GPU 01 Excersie1
Excercise 1
PreviousLecture 1 Notes
NextFirst_draft_of_a_report_on_the_EDVAC.pdf
Benchmarking with likwid-bench
We’re going to look at the throughput of a very simple piece of code
1
2
3
4
5
6
7
float reduce(int N, const float *restrict a)
{
float c = 0;
for (int i = 0; i < N; i++)
c += a[i];
return c;
}
when the data live in L1 cache.
We’ll do so on an AVX-capable core (where the single-precision vector width is 8 bytes).
There is a loop-carried dependency on the summation variable, and without unrolling the execution stalls at every add until the previous one completes.
Assembly pseudo-code looks something like
Scalar code
1
2
3
4
5
6
7
8
LOAD r1.0 ← 0
i ← 0
loop:
LOAD r2.0 ← a[i]
ADD r1.0 ← r1.0 + r2.0
i ← i + 1
if i < N: loop
result ← r1.0
Vector code
1
2
3
4
5
6
7
8
LOAD [r1.0, ..., r1.7] ← 0
i ← 0
loop:
LOAD [r2.0, ..., r2.7] ← [a[i], ..., a[i+7]]
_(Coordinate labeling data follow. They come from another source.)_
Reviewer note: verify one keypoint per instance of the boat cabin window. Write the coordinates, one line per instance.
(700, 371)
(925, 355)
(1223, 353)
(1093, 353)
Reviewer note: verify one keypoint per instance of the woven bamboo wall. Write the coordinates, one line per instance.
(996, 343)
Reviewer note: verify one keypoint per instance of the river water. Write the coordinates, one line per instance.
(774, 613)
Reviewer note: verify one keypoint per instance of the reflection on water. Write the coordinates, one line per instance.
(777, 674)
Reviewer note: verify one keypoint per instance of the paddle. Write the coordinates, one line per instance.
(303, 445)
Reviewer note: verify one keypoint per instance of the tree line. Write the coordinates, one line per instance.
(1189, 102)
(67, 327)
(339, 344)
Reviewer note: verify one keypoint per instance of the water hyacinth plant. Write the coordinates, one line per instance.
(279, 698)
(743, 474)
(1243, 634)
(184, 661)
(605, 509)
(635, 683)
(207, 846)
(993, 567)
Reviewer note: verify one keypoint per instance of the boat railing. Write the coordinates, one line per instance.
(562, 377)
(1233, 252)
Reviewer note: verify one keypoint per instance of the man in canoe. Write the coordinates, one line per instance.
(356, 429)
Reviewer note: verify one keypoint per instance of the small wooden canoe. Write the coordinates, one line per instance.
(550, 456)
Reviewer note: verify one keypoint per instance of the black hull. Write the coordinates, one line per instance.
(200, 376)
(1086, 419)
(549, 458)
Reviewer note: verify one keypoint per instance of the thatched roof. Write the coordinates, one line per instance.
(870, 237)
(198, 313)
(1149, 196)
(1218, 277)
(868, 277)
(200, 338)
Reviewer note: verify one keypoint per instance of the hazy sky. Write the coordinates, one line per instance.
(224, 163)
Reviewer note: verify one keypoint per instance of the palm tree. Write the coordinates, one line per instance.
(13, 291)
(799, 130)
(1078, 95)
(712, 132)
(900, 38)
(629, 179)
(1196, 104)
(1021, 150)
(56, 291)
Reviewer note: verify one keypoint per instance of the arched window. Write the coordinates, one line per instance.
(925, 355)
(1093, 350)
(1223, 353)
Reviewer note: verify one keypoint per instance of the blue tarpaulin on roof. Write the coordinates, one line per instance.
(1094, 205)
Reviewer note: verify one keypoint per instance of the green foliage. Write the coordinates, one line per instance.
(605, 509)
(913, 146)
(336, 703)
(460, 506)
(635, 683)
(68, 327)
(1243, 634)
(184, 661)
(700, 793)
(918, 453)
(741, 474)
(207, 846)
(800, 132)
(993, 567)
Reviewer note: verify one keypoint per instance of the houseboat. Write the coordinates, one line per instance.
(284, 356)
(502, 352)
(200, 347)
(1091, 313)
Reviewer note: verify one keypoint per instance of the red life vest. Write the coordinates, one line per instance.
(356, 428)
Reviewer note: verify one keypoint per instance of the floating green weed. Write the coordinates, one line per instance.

ADD r1 ← r1 + r2 ; SIMD ADD
i ← i + 8
if i < N: loop
result ← r1.0 + r1.1 + ... + r1.7
Looking at the uops.info table for the AMD Zen 2 architecture, we see that the instructions of the floating-point ADD family in the AVX ISA extension (the benchmark will be using the VADDSS and VADDPS instructions) have a latency of three cycles and a reciprocal throughput of 0.5, which means that the CPU can be executing two such operations every cycle.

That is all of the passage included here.